その時私は、絶対もう来ないと固く誓った。そして、半分忘れて半分妥協して、チョーコートンの別のトレイルに毎年戻っていったのだ。


今回、3日目のトレイルは例の封印した帰路トレイルであったが、去年洋二郎君が既に一人で下見済みだった事と、違う意味で恐れていた墓場という衝撃的なトレイルを越えた事ですっかり油断していた…。


去年は良くても今年は分からない。3日目、フタを開けてみれば私達の行手には嵐や雪崩、松食い虫に病気などによる大小さまざまな倒木が倒れていて障害物競走状態。大概は1人で自転車を持ち上げて超えられたが、中には2人で協力しないと通れないような大きな木がいくつも倒れている所も。乗ったり降りたり押したり担いだり。渓谷沿いのトレイルを下流にあるスタート点まで戻るだけだから下り基調と思っていたが、大きな登り返しも結構多い。昨日転んで打った左肩が上がらず、力が入りにくい。天候は昨晩からあいにくの霧雨。でも実際はこれがありがたかった。開けた草原地帯の急登を自転車を押して登りながら、いつの年だったか暑さで泣きごとを言っていたのを思い出した。

この坂が毎回難所なんです。砂地で滑るし、急だし、日差しを遮るものがあまりない。

障害物競走エリアも、終盤になり登山口に近づいてくると倒木が整備されスムースに進めるようになった。出発する朝に会ったおじさんは、トレイルヘッドのキャンプ場に一週間滞在して、ボランティアでトレイルメンテナンスやってくれているそうだ。今度会ったらビールでも差し入れよう。
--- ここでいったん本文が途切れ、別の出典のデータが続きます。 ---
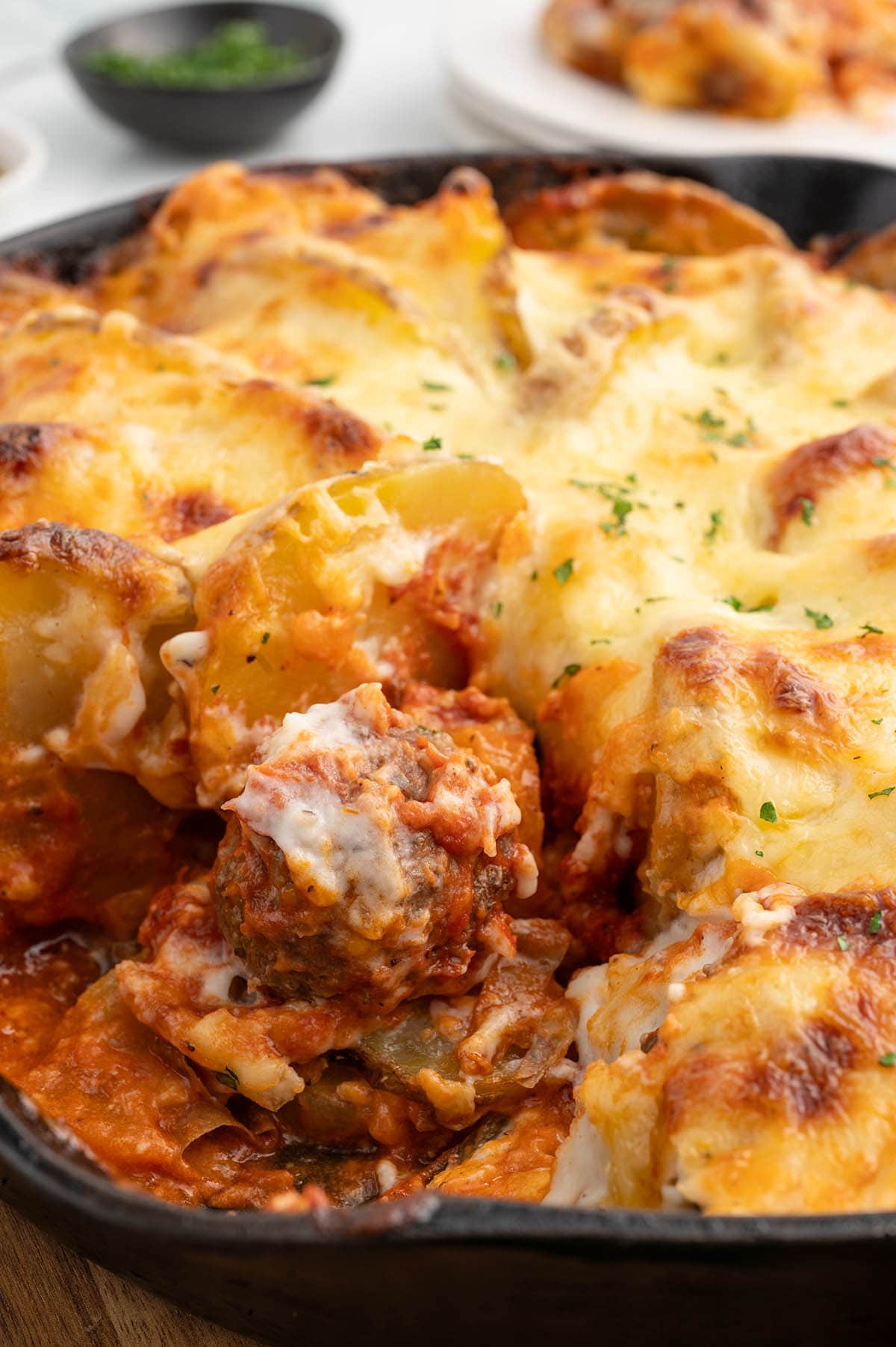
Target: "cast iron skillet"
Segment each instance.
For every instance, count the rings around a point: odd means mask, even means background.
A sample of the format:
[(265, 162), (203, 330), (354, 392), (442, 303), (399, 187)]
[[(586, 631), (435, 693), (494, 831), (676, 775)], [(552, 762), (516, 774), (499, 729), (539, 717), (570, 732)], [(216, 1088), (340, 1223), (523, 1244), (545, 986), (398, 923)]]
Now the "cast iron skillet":
[[(389, 201), (414, 202), (461, 162), (488, 174), (500, 202), (632, 163), (488, 155), (345, 167)], [(637, 164), (722, 187), (799, 244), (896, 220), (896, 172), (883, 167), (784, 156)], [(159, 199), (22, 234), (0, 244), (0, 257), (77, 280)], [(893, 1335), (896, 1212), (705, 1219), (435, 1193), (309, 1216), (170, 1207), (116, 1188), (1, 1080), (0, 1191), (104, 1266), (274, 1344), (794, 1347)]]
障害物のないトレイルのありがたさをみに沁みながら、最後は雨の中、身体が冷えるほど一気に降りきって、車を停めておいたキャンプ場に無事到着。


さて、雄大な景色の中でのチョーコートンのバイクパッキングは楽しいが、身体のリカバリーにいつも一週間以上かかっていた。酷い筋肉痛や打撲痛、疲労が蓄積して肩こりにもつながる。


しかしこの痛み、去年ぐらいから解放された。翌日にはまるでウソのように全く筋肉痛がない。今回は流石に打撲したし、左肩が上がらなかったからまずいだろう。そう思ったが翌日には肩が動くようになり、翌々日からはなんの痛みもなくなった。


年齢とともに筋肉痛がひどくなるのが一般的なのに…。


秘密は魔法の砂糖玉にある。ホメオパシーというドイツ発祥の代替医療で、動物、植物、鉱物の抽出液を何万倍に稀釈振盪して作る。天文学的倍率に薄めるので現物質は残っておらず、波動の医学とも言われる。
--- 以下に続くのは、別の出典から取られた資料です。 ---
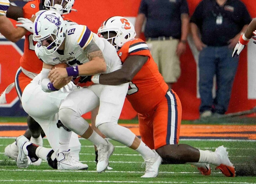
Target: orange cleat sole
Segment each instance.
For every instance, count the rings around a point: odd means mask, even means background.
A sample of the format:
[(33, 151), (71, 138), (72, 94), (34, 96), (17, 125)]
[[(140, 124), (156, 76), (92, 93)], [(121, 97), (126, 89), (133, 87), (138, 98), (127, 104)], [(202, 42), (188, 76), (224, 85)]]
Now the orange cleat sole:
[(198, 167), (197, 169), (199, 170), (202, 174), (204, 176), (210, 176), (211, 175), (211, 167), (208, 168), (207, 167), (207, 169), (205, 169), (203, 167)]
[(236, 176), (236, 172), (235, 167), (233, 165), (232, 166), (227, 166), (221, 164), (219, 166), (216, 167), (215, 169), (217, 170), (218, 169), (221, 172), (227, 177), (234, 177)]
バイブレーションによってできた水の波紋。身体にこんな感じで伝わっていくのかとイメージすると体内に宇宙が広がる。

砂糖玉から伝わる波動は、身体に必要とする信号を送り、身体にがそれに応えて自己治癒力を発揮させるという仕組みだ。


いててて〜‼︎と悲鳴をあげ、洋二郎君はよく足を攣る。当初はホメオパシーに懐疑的だったものの、この足のツリに秘密の砂糖玉があまりに効くので、今では攣り薬。とよんで頼りにしているフシがある。


このホメオパシーの種類のうち、アーニカという植物由来のレメディーと、マグフォスという鉱物由来のものを去年あたりから、運動中水ボトルに一粒入れて、終日チビチビ飲むようにしていた。ボトルの水が無くなりそうになったら、少し水を残して沢から新しい水を継ぎ足す。これを繰り返すとさらに稀釈振盪が続き、ホメオパシーの水がどんどん強力になっていく仕組みだ。
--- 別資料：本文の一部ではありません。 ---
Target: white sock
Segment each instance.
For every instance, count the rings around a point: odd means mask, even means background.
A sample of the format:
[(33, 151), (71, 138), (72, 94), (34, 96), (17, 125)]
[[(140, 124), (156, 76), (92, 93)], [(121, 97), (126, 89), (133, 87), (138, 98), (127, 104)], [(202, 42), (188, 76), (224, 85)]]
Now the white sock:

カナダでは薬局でどこでも買える。日本でもインターネットで買える魔法の粒。

と言っても実際に治験率や治験例を知れば魔法でも何でもない事実なのだが、今の世の中では代替医療は肩身が狭い。

私の小さい頃の夢は体質改善であったが、その夢も叶い、歳を重ねるにつれてハードなスポーツに勤しんでいる。人生って素晴らしい。スポーツのおともにホメオパシー、お試しあれ。